IRREVERSIBLE shock can develop as the vital organs continue to be starved of oxygen, and the body can no longer provide the rescue mechanisms to prevent it or fix it (Table 3). Brain damage and cell death are happening, and death will occur soon. Because of the continued deterioration of cells due to the hypoxia, we can also see a decrease in heart rate. A decrease in heart rate in addition to a decreased blood pressure is a very ominous sign. (Note: An exception is vasovagal responses, a type of neurogenic shock [again, see Dr. Kern in this issue]).
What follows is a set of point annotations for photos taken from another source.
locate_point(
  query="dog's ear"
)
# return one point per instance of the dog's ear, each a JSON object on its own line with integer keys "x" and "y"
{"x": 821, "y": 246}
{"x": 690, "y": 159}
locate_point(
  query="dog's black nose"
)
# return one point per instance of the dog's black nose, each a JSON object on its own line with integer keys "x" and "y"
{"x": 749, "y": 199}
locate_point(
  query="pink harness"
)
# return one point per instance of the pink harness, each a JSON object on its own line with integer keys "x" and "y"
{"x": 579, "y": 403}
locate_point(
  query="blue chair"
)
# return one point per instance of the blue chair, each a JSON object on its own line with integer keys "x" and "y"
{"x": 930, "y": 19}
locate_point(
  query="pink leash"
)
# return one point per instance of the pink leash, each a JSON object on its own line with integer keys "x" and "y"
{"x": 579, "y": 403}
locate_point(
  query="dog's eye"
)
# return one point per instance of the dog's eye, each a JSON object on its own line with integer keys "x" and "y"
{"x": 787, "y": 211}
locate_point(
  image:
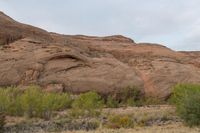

The point of recognizing these stages is to be able to identify shock EARLIER in the care of the patient. It is true that waiting to identify shock by the drop in blood pressure is a late point in the process. More rapid identification and treatment is needed to keep shock from becoming worse.

Reference

1. Libby P, Bonow RO, Mann DL, Zipes DP. Braunwald’s Heart Disease: A Textbook of Cardiovascular Medicine. 8th Edition. Philadelphia, Pennsylvania: Elsevier Science; 2007.

Resources

1. Berne RM, Levy MN. Cardiovascular Physiology. 8th Edition. St. Louis, Missouri: Mosby; 2001.
2. Martini F, Nath J. Fundamentals of Anatomy & Physiology. 8th Edition. San Francisco, California: Pearson Benjamin Cummings; 2009.